Council to approve the next steps for BioQuarter
The City of Edinburgh Council is to take part in a new partnership set up to develop Edinburgh BioQuarter, as a shareholder in a new company, EBQ3 Ltd, with delegated authority to the Chief Executive, Andrew Kerr.
The company will decide the appointment of a commercial partner to develop the site and an announcement on that is expected to be announced by late 2022. The site is not expected to be fully occupied until around 2036, but already BioQuarter is the third largest UK Life Sciences site after Cambridge and the Newcastle Helix.
At next week’s meeting of Policy and Sustainability Committee, the outline business case will be set out under which a Private Sector Partner (PSP) will be appointed for the project. It is hoped that the PSP would have sufficient financial means and development experience to bring the whole vision to fruition much more quickly than the public bodies on their own. There is a procurement exercise already planned and which is awaiting the green light from all partners which include the council, NHS Lothian, Scottish Enterprise, and University of Edinburgh.
It is believed that investment of around £600 million will be required to develop the site to grow companies and businesses there.

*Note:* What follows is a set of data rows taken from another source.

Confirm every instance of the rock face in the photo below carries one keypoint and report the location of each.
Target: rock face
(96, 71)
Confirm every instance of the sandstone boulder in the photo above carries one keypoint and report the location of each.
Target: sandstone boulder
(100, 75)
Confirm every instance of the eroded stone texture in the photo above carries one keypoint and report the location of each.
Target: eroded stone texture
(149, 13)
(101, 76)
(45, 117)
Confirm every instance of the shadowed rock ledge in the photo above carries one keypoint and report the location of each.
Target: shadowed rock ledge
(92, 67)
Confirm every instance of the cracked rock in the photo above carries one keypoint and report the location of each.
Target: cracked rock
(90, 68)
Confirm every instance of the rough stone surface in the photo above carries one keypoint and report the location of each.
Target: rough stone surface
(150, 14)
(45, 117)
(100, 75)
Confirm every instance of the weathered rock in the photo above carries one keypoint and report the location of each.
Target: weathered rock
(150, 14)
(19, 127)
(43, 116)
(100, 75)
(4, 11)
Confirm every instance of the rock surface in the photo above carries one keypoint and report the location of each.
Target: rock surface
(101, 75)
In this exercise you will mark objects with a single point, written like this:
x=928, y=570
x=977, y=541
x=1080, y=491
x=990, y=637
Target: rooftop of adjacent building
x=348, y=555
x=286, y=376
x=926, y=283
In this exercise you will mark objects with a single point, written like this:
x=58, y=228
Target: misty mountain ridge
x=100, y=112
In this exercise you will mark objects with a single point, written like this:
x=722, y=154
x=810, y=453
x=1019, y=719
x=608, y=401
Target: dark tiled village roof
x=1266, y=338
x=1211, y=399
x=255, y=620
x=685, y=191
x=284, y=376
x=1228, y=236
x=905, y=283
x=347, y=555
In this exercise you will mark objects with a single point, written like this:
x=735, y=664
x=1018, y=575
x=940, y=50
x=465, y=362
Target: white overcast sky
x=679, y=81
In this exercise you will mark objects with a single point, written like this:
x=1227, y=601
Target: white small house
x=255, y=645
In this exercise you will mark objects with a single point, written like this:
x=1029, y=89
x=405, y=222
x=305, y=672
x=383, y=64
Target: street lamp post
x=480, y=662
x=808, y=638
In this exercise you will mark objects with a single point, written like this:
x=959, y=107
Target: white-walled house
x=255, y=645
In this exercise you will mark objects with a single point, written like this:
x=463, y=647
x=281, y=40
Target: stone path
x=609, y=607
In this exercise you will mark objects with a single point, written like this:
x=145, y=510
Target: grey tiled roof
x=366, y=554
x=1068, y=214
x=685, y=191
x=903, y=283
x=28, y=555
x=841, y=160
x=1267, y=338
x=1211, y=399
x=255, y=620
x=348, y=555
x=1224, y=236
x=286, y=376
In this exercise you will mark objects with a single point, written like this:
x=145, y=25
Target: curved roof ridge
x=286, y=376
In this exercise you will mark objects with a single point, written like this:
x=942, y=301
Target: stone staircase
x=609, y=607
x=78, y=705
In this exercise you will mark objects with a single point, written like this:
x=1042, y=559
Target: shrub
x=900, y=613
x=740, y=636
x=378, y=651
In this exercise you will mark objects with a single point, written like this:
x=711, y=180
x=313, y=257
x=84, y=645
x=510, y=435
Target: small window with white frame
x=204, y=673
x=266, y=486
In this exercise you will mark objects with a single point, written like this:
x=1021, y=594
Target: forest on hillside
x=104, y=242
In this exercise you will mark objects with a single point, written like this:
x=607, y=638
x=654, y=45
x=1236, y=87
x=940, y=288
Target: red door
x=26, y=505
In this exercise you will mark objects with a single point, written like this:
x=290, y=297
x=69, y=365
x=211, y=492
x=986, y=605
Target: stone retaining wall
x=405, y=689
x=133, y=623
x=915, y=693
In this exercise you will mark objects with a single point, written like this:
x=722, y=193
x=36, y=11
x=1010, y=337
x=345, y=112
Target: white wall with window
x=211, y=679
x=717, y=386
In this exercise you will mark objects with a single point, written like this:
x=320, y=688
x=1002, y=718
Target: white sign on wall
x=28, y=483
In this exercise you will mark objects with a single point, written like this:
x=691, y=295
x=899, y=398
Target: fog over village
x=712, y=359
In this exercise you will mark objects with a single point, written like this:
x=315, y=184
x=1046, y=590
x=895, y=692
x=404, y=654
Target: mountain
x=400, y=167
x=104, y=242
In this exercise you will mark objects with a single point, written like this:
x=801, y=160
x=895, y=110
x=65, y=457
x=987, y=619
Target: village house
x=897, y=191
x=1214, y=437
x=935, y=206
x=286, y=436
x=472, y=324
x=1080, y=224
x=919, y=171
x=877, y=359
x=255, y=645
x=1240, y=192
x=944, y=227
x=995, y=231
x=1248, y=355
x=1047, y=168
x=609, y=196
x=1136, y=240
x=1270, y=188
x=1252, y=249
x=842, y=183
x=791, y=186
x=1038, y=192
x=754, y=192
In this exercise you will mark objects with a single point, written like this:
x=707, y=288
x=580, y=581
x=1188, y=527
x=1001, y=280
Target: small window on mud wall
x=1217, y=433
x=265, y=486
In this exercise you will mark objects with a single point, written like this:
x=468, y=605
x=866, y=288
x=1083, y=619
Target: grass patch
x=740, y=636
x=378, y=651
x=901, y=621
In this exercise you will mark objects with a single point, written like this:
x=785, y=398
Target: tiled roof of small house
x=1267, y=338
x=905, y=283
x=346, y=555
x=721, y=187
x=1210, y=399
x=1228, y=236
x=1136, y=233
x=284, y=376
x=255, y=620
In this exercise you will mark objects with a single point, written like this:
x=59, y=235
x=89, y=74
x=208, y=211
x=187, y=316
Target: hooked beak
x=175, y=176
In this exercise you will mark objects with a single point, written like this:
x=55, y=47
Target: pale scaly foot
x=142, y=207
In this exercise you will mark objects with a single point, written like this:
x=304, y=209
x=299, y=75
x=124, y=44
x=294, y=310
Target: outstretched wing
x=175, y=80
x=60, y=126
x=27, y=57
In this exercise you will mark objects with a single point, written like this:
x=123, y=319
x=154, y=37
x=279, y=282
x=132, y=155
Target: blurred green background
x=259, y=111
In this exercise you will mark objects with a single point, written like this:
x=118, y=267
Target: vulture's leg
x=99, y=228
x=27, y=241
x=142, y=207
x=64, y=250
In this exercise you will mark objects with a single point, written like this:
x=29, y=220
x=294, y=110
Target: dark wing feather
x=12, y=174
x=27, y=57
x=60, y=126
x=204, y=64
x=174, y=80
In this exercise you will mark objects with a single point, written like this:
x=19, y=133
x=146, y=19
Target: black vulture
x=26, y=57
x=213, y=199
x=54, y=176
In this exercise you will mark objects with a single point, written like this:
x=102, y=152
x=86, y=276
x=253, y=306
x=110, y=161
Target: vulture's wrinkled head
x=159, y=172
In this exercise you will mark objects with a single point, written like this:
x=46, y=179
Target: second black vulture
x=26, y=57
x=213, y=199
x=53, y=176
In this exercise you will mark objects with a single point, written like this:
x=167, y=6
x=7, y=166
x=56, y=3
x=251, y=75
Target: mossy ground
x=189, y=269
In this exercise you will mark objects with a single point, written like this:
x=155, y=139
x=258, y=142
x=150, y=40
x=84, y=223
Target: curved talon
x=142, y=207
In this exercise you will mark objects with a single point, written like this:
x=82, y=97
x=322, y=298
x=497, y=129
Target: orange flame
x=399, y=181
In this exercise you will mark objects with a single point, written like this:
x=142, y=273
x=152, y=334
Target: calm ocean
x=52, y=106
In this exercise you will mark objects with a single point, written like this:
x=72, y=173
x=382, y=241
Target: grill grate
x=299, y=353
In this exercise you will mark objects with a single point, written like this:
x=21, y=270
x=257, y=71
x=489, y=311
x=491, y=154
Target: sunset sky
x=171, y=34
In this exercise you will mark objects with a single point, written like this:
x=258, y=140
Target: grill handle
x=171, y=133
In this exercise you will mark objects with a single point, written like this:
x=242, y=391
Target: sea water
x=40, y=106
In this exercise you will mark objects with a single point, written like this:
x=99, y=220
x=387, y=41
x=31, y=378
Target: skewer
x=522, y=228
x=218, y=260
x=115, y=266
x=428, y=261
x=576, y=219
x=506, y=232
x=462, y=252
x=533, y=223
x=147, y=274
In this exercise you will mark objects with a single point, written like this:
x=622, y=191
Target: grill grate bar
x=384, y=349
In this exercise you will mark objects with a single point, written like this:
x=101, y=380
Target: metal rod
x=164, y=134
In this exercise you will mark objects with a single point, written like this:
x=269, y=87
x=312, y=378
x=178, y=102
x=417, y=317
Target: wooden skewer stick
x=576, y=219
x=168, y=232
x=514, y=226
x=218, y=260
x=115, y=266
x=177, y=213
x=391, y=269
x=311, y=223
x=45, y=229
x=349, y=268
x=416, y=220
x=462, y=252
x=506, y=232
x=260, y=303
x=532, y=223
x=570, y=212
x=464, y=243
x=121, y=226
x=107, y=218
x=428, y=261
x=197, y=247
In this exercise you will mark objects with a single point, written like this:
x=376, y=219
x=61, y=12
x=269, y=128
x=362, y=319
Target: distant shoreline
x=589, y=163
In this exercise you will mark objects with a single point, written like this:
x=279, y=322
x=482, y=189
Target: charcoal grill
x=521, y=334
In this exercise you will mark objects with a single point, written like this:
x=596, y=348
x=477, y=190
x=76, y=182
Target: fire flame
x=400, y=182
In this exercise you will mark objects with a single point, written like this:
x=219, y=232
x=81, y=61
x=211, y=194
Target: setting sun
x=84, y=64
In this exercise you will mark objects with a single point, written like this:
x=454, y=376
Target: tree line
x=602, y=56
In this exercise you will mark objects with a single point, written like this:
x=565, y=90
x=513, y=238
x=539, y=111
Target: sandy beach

A new public private partnership will “bring the best of all worlds together”.
In the draft City Plan 2030, which has just been approved to move to the next statutory stage, BioQuarter is regarded as a site where living and working together in a 20 minute neighbourhood is very achievable. The new area will have housing, shops and hospitality all in the same area as places to work.
The site lies close to areas of the city which are the most socially and economically disadvantaged and BioQuarter will remain a significant development in the city in the years to come. The site has been developed in the last two decades, but the report prepared for the council states that some increase in pace and scale is now required, and without it BioQuarter will lose out on investment and people coming to work there. There is also a part of the £1 billion City Region Deal which will ensure that the University’s Usher Institute is at the heart of the new innovation district with 600 clinicians, researchers, students, data scientists and professional services all on hand.
BioQuarter is the life sciences campus at Little France lying to the south of the Royal Infirmary Edinburgh and the University of Edinburgh Medical School. An agreement was entered into in 2017 when the council agreed to become a formal partner, with £500,000 of council funding agreed for “development and procurement” in February 2020.
Council leader Adam McVey said: “Edinburgh BioQuarter is a driving force in Scotland’s thriving life sciences sector and is already a prime destination in the UK for healthcare delivery, ground-breaking medical research and health innovation.
“Its expansion is identified in our proposed City Plan 2030, which was considered by the Planning Committee this week, as an area earmarked for life science development supporting wider growth and regeneration in the south east of the city. The outline business case being considered by committee makes it clear Edinburgh BioQuarter has the potential to bring in billions of pounds for our economy with lasting benefits for local people, connecting in jobs and opportunities to nearby areas like Craigmillar, where we’re also making major investments in regeneration.”
Depute Leader Cammy Day said: “If our involvement in procuring a partner is approved by Council, we’ll contribute to a new long-term masterplan to expand the area into Scotland’s first health innovation district with an eventual community of 20,000 people working or studying alongside a neighbourhood of people who live there.”
The BioQuarter area is designated in the current Local Development Plan as an area for development of life sciences and it is mentioned in the City Mobility Plan as an area where further transport infrastructure is needed. In a growing global market it is considered important to the economy of the city.
The council’s Policy and Strategy Committee will discuss the outline business case on Tuesday when it meets.